Sabri Öztürk, hastalığa çok dikkat edilmesi gerektiğini vurgulayarak, şu değerlendirmede bulundu:
"Biz vazifemizden dolayı ister istemez halkla iç içe oluyoruz. Ben de ziyaretlerim, programlarım esnasında muhtemelen bir yerden kaptım. Bir yerde çay içerken maskemizi indirmiştik, orada kaptığımızı tahmin ediyorum. O yüzden benim için ders oldu.

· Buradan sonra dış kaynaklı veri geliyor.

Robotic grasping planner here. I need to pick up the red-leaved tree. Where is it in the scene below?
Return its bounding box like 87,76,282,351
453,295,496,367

Kapalı veya açık olsun hiçbir yerde maskemizi çıkarmamamız lazım. Çünkü hastalığın kime ne yapacağı belli değil. 'Ben gencim, sağlıklıyım, bana bir şey yapmaz' dememek lazım."
Hastalığın akciğere inmesi sonrası erkenden tedbir almanın avantajını yaşadığını anlatan Öztürk, "Vücut tedaviye cevap verdi, ham olsun 5 günlük hastane yatışıyla hastalıktan kurtuldum.
Fark etmeseydik 'nasıl olsa bir şeyim yok biraz öksürük var, nasıl olsa 10 günlük karantina süresi bitti' deyip yeniden hayata karışsaydım muhtemelen hastalık sinsi bir şekilde daha fazla ilerler, Allah korusun daha kötü durumlara sokabilirdi.
Ben tüm hastaların süreci, doktorların tavsiyeleri içerisinde geçirmelerini öneriyorum." dedi.
"Sakın 'bana bulaşmaz, bulaşır da bir şey yapmaz' demeyin"
Öztürk, hastalığın hafife alınmaması gerektiğine işaret ederek, "Sultan Süleyman'ın meşhur sözü var ya 'Halk içinde muteber bir nesne yok devlet gibi, olmaya devlet cihanda bir nefes sıhhat gibi.' Hakikaten o zaman diyorsunuz ki 'sağlık ne kadar kıymetli.'
Gerçekten sağlık o kadar kıymetli ki Allah'ın insana bahşettiği en önemli şey sağlık, sağlıklı güzel ve rahat nefes alabilmek." diye konuştu.
İnsan bünyesinin virüse karşı koyup koyamayacağı konusunda bir kesinlik olmadığına dikkati çeken Öztürk, "Burada tamamen kader, kısmet yani talih ne derseniz deyin yüzleşmiş oluyorsunuz.
O aşamada diyorsunuz ki 'keşke daha çok dikkat etseydim, keşke şu kalabalığa karışmasaydım. Keşke çay içmeseydim de maskemi çıkarmasaydım' diyorsunuz. 'Bir musibet bin nasihatten iyidir' derler." ifadesini kullandı.
Öztürk, "geçmiş olsun" demek için arayanları, hastalığı hafife almamaları konusunda uyardığını belirterek, "Sakın 'bana bulaşmaz, bulaşır da bir şey yapmaz' demeyin. Hastalık, bu yaşta hiçbir sağlık problemim olmamasına rağmen beni resmen nefessiz bıraktı.
O açıdan Allah kimseye vermesin, her hastalığa dikkat etmemiz lazım ama Kovid'e kat kat daha çok dikkat etmemiz lazım." dedi.